跳转到主内容

RAGFlow 实践 - 构建用于公司研究报告深度分析的 Agent

阅读时长 16 分钟

在金融机构投研部门的实际工作中,分析师每天都会接触海量的行业和公司分析报告、第三方研究数据以及实时市场动态,信息来源既多样又分散。金融分析师的工作是根据上述信息迅速制定清晰的投资建议,例如具体推荐买入哪些股票、如何调整投资组合配置,或预测行业的下一个走向。因此,我们开发了“智能投研助手”来帮助金融分析师快速整理信息。它可以自动捕获公司数据、整合财务指标并汇编研报观点,使分析师能够在几分钟内判断一只股票是否值得购买,无需在成堆的资料中筛选,让他们能够将时间集中在真正的投资决策上。为了实现这一目标,我们设计了一个全面的技术流程。

技术方案围绕一个核心业务流程展开

当分析师提出问题时,系统会从问题中识别公司名称或简称,并借助搜索引擎检索出相应的股票代码。如果识别失败,则直接返回公司代码的提示。成功获取股票代码后,系统从数据接口中调取该公司的核心财务指标,对数据进行整理和格式化,生成一张清晰的财务表格。在此基础上,智能分析进一步整合研报信息:一方面,它会采集最新的权威研报和市场观点;另一方面,它会从内部知识库中检索相关的研报内容。最终,这些整理好的财务数据和研报信息被组合成一份全面的回复,方便分析师快速审阅关键指标和核心观点。

编排后的工作流如下

本案例利用 RAGFlow 实现了一套完整的工作流程,从股票代码的提取,到公司财务报表的生成,再到最终研报信息的整合输出。

下文将详细介绍本方案的实现过程。

1. 准备数据集

1.1 创建数据集

本示例所需的数据集可以从 Hugging Face Datasets 下载1

创建一个名为“内部股票研究报告”的数据集,并导入相应的数据集文档。

1.2 解析文档

对于“内部股票研究报告”数据集中的文档,我们选择了名为 Paper 的解析和切片方法。

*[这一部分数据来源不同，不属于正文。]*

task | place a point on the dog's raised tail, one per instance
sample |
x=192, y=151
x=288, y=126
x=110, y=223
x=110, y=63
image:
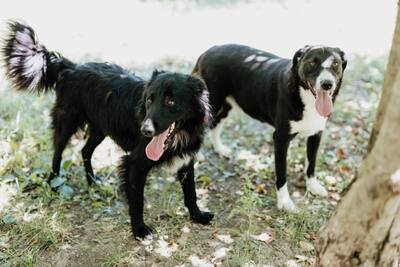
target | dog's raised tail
x=29, y=65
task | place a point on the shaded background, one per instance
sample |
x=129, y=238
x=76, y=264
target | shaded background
x=90, y=226
x=145, y=31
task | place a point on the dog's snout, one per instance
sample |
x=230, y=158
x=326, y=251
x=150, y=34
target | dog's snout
x=147, y=128
x=326, y=85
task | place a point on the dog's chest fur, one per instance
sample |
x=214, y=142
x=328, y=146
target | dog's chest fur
x=311, y=122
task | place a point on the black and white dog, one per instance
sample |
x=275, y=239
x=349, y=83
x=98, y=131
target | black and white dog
x=295, y=96
x=159, y=122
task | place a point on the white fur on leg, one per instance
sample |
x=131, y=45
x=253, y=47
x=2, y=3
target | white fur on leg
x=284, y=200
x=315, y=187
x=221, y=149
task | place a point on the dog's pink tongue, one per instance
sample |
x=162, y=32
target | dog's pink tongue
x=155, y=148
x=323, y=103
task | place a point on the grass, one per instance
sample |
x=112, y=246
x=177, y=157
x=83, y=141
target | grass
x=83, y=226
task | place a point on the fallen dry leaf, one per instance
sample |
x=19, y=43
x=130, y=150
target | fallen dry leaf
x=224, y=238
x=345, y=169
x=261, y=189
x=340, y=153
x=166, y=249
x=264, y=237
x=219, y=254
x=306, y=246
x=185, y=230
x=197, y=262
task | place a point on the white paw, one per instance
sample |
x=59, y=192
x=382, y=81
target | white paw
x=284, y=201
x=315, y=187
x=224, y=151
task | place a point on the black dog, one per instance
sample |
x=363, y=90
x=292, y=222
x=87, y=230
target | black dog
x=158, y=122
x=294, y=95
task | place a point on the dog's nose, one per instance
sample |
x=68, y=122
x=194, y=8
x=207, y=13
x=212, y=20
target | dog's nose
x=326, y=85
x=147, y=128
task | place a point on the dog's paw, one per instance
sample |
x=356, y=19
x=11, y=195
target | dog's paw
x=284, y=202
x=224, y=151
x=287, y=205
x=315, y=187
x=141, y=231
x=202, y=217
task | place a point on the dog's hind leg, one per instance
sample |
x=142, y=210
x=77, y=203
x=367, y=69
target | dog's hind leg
x=134, y=173
x=312, y=183
x=95, y=138
x=63, y=130
x=281, y=145
x=216, y=129
x=186, y=178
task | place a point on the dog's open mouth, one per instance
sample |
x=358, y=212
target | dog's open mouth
x=323, y=101
x=159, y=143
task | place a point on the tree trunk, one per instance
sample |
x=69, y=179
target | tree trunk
x=365, y=227
x=392, y=68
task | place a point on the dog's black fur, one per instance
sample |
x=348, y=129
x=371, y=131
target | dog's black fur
x=267, y=88
x=112, y=102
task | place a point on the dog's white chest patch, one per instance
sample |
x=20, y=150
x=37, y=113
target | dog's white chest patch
x=178, y=162
x=312, y=122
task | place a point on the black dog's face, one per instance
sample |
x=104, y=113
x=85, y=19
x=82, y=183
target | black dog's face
x=320, y=70
x=170, y=100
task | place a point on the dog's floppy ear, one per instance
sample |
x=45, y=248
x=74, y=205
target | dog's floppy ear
x=201, y=96
x=343, y=58
x=155, y=73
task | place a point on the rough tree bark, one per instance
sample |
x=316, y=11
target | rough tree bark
x=365, y=227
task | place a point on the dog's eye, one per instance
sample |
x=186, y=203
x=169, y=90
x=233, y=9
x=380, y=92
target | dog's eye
x=169, y=102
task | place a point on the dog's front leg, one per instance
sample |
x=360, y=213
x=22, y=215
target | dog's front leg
x=186, y=178
x=312, y=183
x=135, y=180
x=281, y=145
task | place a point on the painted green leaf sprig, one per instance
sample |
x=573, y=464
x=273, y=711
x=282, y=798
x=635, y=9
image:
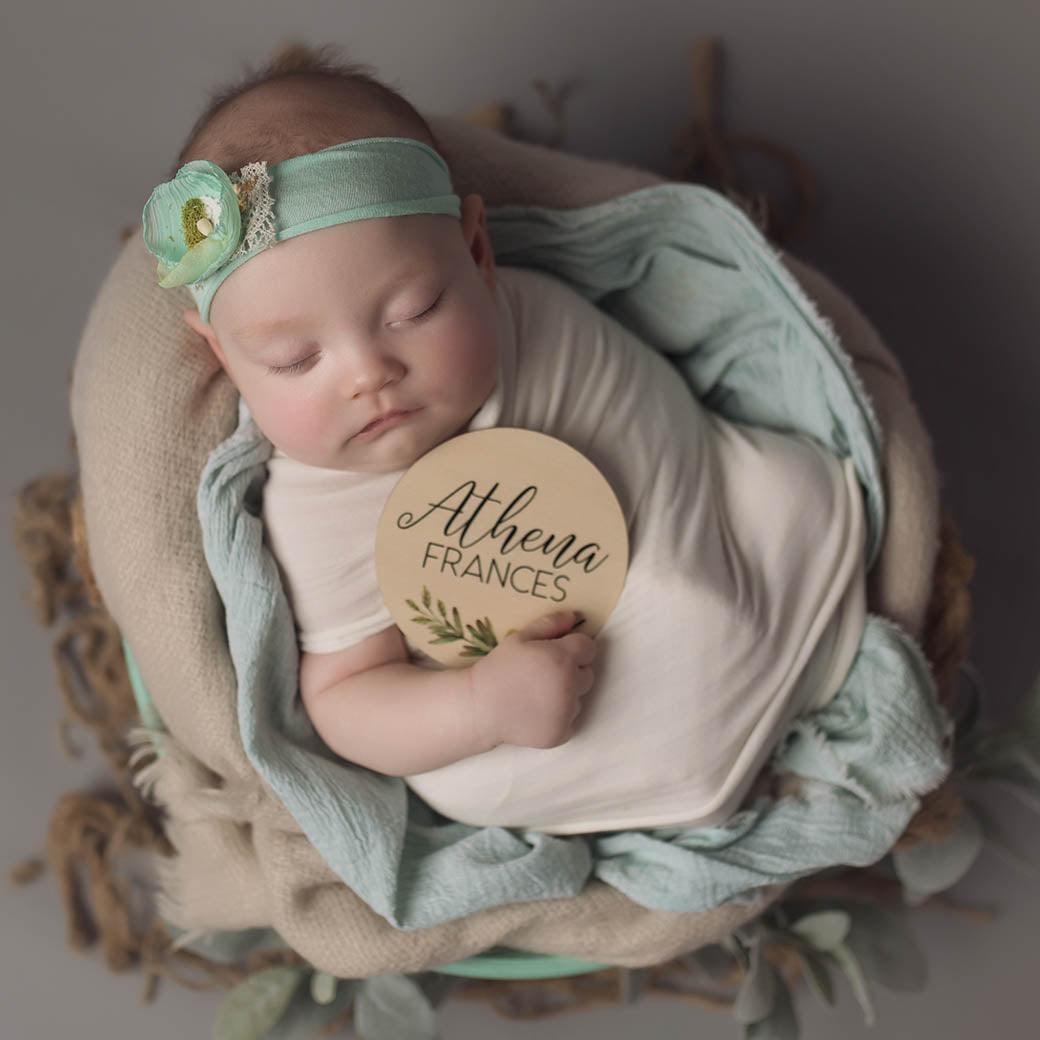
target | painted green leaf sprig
x=482, y=639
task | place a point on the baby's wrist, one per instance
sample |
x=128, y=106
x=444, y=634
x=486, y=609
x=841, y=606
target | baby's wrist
x=479, y=715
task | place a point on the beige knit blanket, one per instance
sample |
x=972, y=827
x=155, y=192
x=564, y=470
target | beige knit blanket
x=149, y=404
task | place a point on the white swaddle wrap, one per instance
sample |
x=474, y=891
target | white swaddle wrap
x=743, y=605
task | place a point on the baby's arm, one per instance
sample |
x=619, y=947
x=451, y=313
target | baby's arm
x=373, y=707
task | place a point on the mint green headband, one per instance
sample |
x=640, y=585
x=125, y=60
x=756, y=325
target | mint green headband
x=204, y=224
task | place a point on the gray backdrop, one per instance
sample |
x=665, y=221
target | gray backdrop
x=919, y=120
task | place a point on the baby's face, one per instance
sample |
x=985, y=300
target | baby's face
x=372, y=316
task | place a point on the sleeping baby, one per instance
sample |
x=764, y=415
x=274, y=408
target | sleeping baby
x=355, y=302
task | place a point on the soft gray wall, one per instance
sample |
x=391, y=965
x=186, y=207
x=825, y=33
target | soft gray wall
x=920, y=122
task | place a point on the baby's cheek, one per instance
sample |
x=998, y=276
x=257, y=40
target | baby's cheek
x=295, y=423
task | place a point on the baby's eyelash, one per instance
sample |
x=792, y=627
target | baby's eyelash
x=288, y=369
x=296, y=366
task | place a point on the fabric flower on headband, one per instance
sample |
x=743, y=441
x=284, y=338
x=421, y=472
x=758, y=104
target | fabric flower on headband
x=195, y=223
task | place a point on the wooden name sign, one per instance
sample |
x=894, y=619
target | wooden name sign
x=491, y=529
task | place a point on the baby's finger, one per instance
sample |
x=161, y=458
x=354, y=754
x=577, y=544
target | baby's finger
x=581, y=648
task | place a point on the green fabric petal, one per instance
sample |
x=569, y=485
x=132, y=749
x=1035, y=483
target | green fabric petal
x=196, y=262
x=201, y=188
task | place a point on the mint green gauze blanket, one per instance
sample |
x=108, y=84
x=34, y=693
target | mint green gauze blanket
x=686, y=271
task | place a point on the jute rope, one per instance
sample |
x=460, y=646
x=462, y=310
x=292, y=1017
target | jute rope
x=91, y=833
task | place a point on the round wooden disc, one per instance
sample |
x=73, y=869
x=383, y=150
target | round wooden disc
x=491, y=529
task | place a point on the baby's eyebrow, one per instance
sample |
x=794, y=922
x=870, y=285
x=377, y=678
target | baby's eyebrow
x=266, y=329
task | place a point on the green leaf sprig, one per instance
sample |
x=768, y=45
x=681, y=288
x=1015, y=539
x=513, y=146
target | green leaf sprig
x=482, y=638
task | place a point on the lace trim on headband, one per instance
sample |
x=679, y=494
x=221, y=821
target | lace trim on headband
x=260, y=231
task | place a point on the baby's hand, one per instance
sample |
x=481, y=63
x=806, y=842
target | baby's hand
x=528, y=690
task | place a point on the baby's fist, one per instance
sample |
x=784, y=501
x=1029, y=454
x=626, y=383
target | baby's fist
x=528, y=690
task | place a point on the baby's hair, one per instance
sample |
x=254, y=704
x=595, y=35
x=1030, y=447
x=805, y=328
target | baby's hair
x=342, y=101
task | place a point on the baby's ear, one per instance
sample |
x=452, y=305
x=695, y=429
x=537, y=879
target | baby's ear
x=206, y=331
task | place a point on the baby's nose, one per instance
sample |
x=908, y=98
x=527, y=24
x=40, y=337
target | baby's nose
x=370, y=374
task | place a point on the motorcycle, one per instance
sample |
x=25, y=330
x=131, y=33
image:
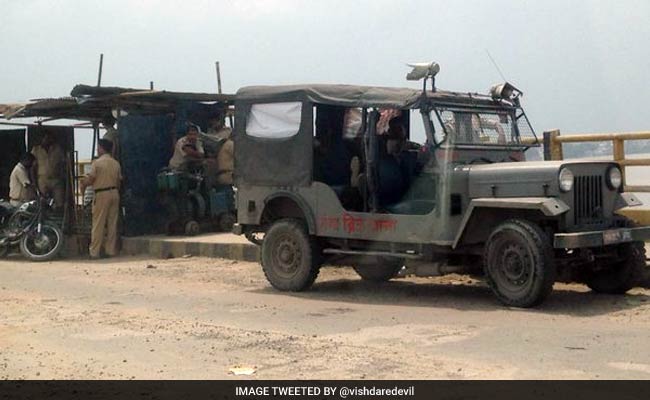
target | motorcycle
x=26, y=227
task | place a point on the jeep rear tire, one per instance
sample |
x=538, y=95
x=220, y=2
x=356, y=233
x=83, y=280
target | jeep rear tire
x=289, y=256
x=623, y=275
x=383, y=271
x=519, y=263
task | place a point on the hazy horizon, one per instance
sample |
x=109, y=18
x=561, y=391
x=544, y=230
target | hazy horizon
x=582, y=65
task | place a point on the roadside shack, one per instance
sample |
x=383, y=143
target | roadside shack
x=147, y=124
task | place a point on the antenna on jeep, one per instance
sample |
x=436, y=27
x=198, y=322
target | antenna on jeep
x=495, y=65
x=424, y=71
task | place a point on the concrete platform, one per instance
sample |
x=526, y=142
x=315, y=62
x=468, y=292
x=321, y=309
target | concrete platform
x=222, y=245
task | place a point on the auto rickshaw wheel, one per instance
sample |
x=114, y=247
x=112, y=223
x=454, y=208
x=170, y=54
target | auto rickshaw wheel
x=290, y=257
x=519, y=263
x=192, y=228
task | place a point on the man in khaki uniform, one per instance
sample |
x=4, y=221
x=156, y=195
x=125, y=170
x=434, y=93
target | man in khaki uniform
x=105, y=176
x=20, y=184
x=50, y=171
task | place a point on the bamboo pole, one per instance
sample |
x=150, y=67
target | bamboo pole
x=216, y=64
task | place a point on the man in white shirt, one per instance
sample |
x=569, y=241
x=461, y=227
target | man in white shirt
x=20, y=184
x=188, y=151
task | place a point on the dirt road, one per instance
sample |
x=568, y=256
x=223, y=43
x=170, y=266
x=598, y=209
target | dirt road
x=194, y=318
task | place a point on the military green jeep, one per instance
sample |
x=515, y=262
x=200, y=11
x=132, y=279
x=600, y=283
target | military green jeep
x=332, y=174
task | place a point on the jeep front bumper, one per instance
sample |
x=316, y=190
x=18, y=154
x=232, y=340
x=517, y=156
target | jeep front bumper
x=600, y=238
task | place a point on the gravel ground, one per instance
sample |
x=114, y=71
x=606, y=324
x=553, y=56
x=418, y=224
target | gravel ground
x=196, y=318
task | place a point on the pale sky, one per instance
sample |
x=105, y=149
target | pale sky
x=583, y=65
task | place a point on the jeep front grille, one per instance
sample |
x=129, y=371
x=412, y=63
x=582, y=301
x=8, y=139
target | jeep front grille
x=588, y=200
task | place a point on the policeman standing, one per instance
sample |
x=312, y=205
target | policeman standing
x=105, y=177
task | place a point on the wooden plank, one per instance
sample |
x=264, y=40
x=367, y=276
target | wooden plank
x=603, y=137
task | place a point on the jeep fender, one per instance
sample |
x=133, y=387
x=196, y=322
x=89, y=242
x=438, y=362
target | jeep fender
x=305, y=210
x=547, y=205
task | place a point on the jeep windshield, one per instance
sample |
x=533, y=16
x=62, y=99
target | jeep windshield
x=482, y=127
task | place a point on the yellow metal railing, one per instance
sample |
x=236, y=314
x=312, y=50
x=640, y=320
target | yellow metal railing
x=553, y=142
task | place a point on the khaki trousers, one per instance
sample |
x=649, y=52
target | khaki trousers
x=105, y=212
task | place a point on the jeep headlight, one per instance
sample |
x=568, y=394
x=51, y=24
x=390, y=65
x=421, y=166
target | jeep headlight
x=614, y=178
x=565, y=180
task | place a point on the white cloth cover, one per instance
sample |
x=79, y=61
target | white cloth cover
x=274, y=120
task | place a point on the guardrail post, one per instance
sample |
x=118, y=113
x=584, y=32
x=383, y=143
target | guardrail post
x=552, y=147
x=619, y=155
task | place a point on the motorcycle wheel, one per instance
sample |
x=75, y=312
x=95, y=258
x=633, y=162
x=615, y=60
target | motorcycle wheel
x=42, y=246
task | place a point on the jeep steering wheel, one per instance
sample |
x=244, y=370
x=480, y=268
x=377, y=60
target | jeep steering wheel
x=483, y=159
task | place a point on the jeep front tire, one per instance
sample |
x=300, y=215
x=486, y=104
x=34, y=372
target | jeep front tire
x=519, y=263
x=289, y=256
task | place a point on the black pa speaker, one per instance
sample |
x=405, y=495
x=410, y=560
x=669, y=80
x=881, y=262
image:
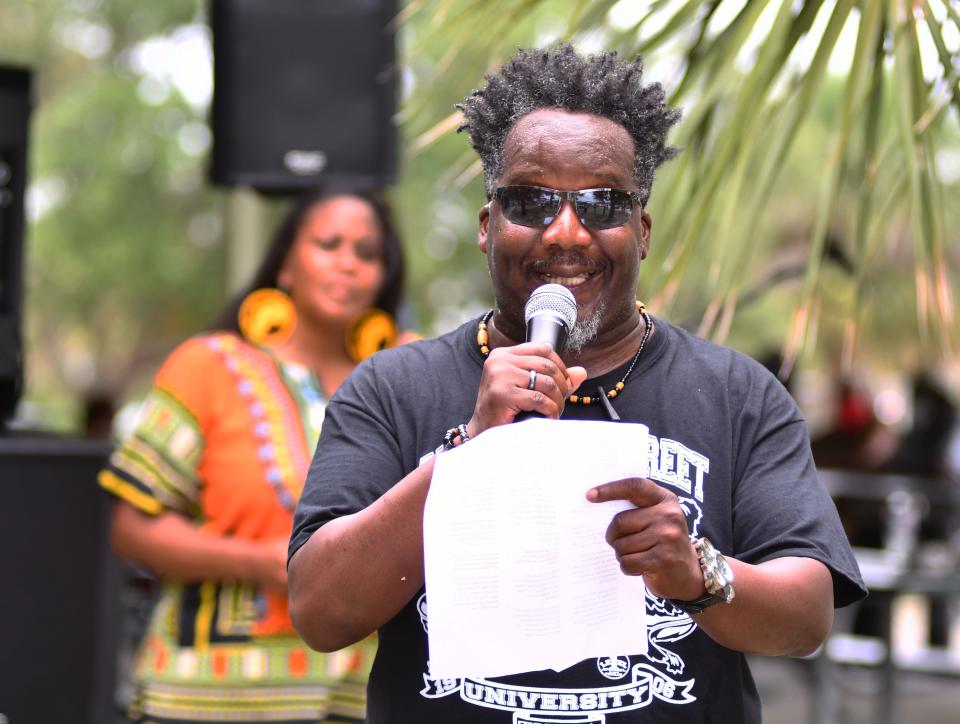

研究报告文档通常包括摘要、核心观点、专题分析、财务预测表和风险提示等模块。整体结构更遵循论文式的逻辑递进,而非严格的层级目录。如果根据最低级别的标题进行切片,很容易破坏段落和表格之间的连贯性。

因此,RAGFlow 更适合采用“Paper”切片方法,以章节或逻辑段落为基本单位。这种方法不仅保留了研究报告结构的完整性,还有助于模型在检索时快速定位关键信息。

切片后的财务报告预览如下

2. 构建智能代理

2.1 创建应用程序

创建成功后,系统将在画布上自动生成一个“开始”节点。

在“开始”节点中,您可以设置助手的初始问候语,例如:“您好!我是您的股票研究助理。”

2.2 构建“提取股票代码”功能

2.2.1 Agent 提取股票代码

使用一个 Agent 节点并附加一个 TavilySearch 工具,用于从用户的自然语言输入中识别股票名称或简称,并返回一个唯一的标准股票代码。当未找到匹配项时,统一输出“未找到”。

在金融场景中,用户的自然语言往往是模糊的。例如:

  • “帮我查一下苹果公司的研究报告。”
  • “英伟达的财务表现如何?”
  • “今天上证指数的情况怎么样?”

这些请求都包含与股票相关的信息,但系统只有在准确识别出股票代码后,才能进一步查询财务报告、研究报告或市场数据。

这就是为什么我们需要一个具有“提取股票代码”功能的 Agent。

以下是此 Agent 的系统提示词

<role> 

Your responsibility is: to identify and extract the stock name or abbreviation from the user's natural language query and return the corresponding unique stock code.

</role>



<rules>

1. Only one result is allowed: - If a stock is identified → return the corresponding stock code only; - If no stock is identified → return “Not Found” only.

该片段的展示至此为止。